Usmanov paid “substantially more” than the £20 million estimate, has announced that he will present the 450 artworks to the Russian state to keep the collection intact, saying “When I knew that this collection would be sold at auction, I felt the need to try to preserve the collection in its entirety.”

Russia’s 18th-richest man, Usmanov purchased a 14.6% stake in the Arsenal football club last month, for £75 million.

Rostropovich’s widow, opera star Galina Vishnevskaya has said she hopes the works will be put on display in St Petersburg. She put the collection up for sale because of the security and insurance costs of keeping them at her homes in Paris and London.

One item in the collection, Boris Grigoriev’s Faces of Russia, is considered the most important painting to emerge from Russia since the Communist revolution and, if it had been sold at auction, was expected to fetch between £1.5m and £2m.

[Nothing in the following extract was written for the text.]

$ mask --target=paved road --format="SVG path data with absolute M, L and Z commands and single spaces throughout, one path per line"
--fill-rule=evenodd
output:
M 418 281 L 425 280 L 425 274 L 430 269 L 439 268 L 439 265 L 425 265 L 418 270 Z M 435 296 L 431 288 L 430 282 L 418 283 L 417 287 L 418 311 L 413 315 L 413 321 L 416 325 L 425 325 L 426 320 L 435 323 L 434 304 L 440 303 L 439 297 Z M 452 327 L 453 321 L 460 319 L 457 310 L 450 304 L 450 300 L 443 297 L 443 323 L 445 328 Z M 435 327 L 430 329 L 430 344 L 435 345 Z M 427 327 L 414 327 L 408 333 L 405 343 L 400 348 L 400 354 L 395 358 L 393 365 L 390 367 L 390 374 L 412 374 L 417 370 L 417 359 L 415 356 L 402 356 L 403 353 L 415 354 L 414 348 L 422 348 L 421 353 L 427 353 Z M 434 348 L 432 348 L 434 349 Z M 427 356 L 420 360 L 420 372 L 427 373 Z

Painted in 1921, the artist loved the piece so much he refused to part with it in his lifetime and had it mounted on to a folding five-panelled screen so that it could be exhibited around Western Europe and America.

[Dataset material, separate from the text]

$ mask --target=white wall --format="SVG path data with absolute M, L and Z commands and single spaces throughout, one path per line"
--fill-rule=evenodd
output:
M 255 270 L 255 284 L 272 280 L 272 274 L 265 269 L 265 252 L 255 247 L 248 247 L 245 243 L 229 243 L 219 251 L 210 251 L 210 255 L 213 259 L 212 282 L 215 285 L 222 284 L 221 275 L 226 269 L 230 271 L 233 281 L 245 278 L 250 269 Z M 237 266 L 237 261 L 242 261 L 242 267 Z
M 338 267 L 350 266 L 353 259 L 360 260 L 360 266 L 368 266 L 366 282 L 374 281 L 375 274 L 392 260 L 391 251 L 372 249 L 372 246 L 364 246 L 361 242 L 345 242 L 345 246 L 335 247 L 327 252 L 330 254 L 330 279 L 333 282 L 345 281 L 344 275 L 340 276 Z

boris grigoriev faces of russia
Boris Grigoriev’s Faces of Russia

The collection also includes First Steps by Alexei Venetsianov, one of the first Russian artists to paint peasant scenes, and 22 works by Ilya Repin, including a portrait of the poet Alexander Pushkin.

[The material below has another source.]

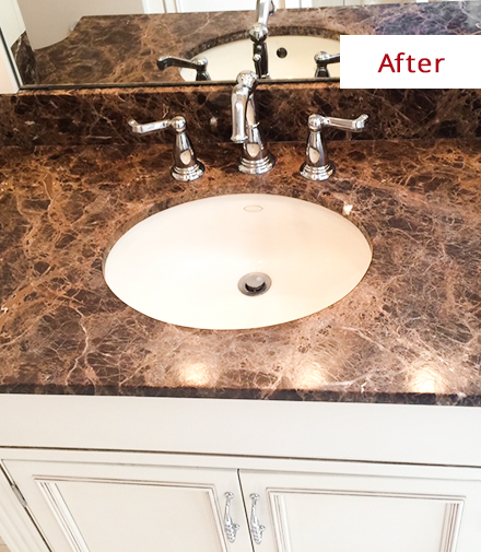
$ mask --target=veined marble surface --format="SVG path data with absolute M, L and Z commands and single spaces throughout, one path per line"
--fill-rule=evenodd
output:
M 198 143 L 207 173 L 171 179 L 171 148 L 0 150 L 0 390 L 481 406 L 481 141 L 337 142 L 327 183 L 304 144 L 238 173 L 238 148 Z M 160 209 L 221 193 L 297 197 L 369 235 L 373 263 L 336 305 L 256 330 L 150 319 L 105 284 L 116 237 Z
M 254 10 L 83 17 L 64 40 L 36 51 L 38 82 L 184 82 L 176 68 L 159 71 L 157 58 L 190 59 L 212 46 L 246 38 L 254 21 Z M 269 19 L 269 33 L 331 38 L 341 34 L 480 34 L 480 1 L 316 8 L 279 10 Z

Although Rostropovich was a vocal critic of Soviet repression and escaped to the West with his wife to avoid persecution, his death was described by President Putin as “a huge loss for Russian culture”. Putin hosted a Kremlin banquet to mark the musician’s 80th birthday in March and presented him with the Order for Services to the Fatherland first class - Russia’s highest honour.

Sotheby’s was in charge of the planned auction, and says that it is “highly unusual” for one buyer to scoop up an entire collection of this calibre. However, it is not without unprecedent - Viktor Vekselberg paid $90 million in 2004 for Faberge eggs owned by the late US businessman Malcolm Forbes, returning them to Russia. He also spent $1 million to sponsor the return of historic church bells from Harvard University to the Danilov monastery this summer.